Compress and then encrypt, or vice-versa?

88

13

I am writing a VPN system which encrypts (AES256) its traffic across the net (Why write my own when there are 1,000,001 others already out there? Well, mine is a special one for a specific task that none of the others fit).

Basically I want to run my thinking past you to make sure I'm doing this in the right order.

At the moment packets are just encrypted before being sent out, but I want to add some level of compression to them to optimize the tranfer of data a little. Not heavy compression - I don't want to max out the CPU all the time, but I want to make sure the compression is going to be as efficient as possible.

So, my thinking is, I should compress the packets before encrypting as an unencrypted packet will compress better than an encrypted one? Or the other way around?

I will probably be using zlib for the compression.

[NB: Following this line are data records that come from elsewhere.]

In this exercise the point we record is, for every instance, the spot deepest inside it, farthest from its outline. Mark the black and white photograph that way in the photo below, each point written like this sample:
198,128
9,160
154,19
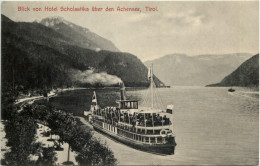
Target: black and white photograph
129,83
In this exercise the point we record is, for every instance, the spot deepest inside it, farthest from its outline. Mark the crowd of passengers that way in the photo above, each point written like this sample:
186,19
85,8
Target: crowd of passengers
114,115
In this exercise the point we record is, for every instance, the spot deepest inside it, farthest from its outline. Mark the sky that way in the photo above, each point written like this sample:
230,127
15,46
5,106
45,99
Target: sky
192,28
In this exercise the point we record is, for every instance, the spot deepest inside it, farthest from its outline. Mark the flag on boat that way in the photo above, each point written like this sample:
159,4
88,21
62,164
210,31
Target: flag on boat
94,99
149,73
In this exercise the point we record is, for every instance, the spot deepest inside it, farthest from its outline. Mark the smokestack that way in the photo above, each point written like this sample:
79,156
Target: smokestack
122,90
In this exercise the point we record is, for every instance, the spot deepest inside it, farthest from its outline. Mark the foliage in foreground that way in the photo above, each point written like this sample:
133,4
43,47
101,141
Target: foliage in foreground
89,150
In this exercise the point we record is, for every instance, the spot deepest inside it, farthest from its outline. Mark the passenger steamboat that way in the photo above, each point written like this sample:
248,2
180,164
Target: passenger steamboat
144,128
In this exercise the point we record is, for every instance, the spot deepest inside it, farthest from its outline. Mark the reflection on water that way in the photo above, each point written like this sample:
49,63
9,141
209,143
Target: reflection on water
212,125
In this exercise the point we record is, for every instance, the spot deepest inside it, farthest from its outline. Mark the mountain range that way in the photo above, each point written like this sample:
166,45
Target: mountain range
200,70
42,55
246,75
83,37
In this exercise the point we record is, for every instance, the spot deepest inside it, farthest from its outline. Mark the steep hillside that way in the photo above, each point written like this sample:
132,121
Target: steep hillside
246,75
80,35
180,69
37,57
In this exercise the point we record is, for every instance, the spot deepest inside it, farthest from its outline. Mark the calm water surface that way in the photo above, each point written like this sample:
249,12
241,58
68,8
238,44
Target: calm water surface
212,125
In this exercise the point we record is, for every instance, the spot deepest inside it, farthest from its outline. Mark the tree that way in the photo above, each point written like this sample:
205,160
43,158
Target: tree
47,157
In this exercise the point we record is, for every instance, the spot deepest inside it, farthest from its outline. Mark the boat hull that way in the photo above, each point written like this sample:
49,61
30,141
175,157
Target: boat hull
163,149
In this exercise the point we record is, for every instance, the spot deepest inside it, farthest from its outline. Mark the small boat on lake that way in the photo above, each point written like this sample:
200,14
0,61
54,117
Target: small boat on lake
231,90
145,128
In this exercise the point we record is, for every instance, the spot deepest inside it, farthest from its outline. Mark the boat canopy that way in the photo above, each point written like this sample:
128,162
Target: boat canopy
128,104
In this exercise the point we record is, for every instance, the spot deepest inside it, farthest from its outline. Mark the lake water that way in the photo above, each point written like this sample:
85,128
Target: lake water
212,126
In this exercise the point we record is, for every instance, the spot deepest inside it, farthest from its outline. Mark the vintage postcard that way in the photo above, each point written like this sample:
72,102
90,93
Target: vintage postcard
129,83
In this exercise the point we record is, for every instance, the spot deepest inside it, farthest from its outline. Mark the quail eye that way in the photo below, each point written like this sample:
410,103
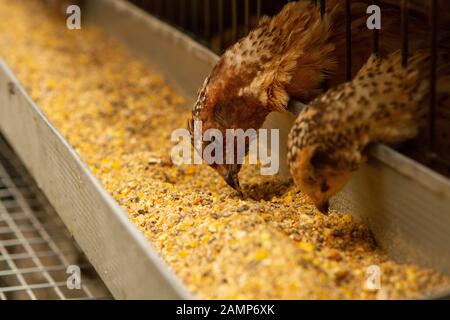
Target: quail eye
324,187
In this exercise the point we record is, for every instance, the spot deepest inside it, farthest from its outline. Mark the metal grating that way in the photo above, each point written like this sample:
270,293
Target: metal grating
220,23
35,246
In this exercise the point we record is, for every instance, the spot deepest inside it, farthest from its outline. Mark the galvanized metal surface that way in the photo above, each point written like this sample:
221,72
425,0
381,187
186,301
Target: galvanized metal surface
406,204
121,255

Read more on the Super User blog.

Majenko

Posted 2011-03-15T09:37:59.350

Reputation: 29 007

@JeffFerland, http://crypto.stackexchange.com

– Pacerier – 2015-05-18T18:02:46.483

@Pacerier: Crypto.SE didn't exist at the time this question was asked. – Jeff Ferland – 2015-05-18T19:41:02.100

4Writing as "programming"? Would be better suited for Stack Overflow then. – Suma – 2011-03-15T14:07:15.737

4If I were asking about the programming of it, yes, but I'm not. This is a general compress then encrypt or encrypt then compress question which could apply to just working with plain files if you wanted. The programming side is just context for why I am asking the question. – Majenko – 2011-03-15T14:08:31.667

See also: http://stackoverflow.com/questions/4676095 http://stackoverflow.com/questions/4399812

– BlueRaja - Danny Pflughoeft – 2011-03-15T19:56:22.893

Probably a question best meant for http://security.stackexchange.com/

– Jeff Ferland – 2011-03-16T14:32:56.443

1They know about compression there do they? – Majenko – 2011-03-16T14:59:15.350

@Majenko - They know about encryption, and most of them would know the answer is compress then encrypt. Of course they'd ask the question why you're using a block cipher instead of a stream cipher and point out that this will come at a price of speed (and that you should reconsider unless you already thought about it), and that maybe an elliptic curve cipher (http://eprints.usm.my/9413/1/ECSC-128_New_Stream_Cipher_Based_on_Elliptic_Curve_Discrete_Logarithm_Problem.pdf) would better suit. But I digress.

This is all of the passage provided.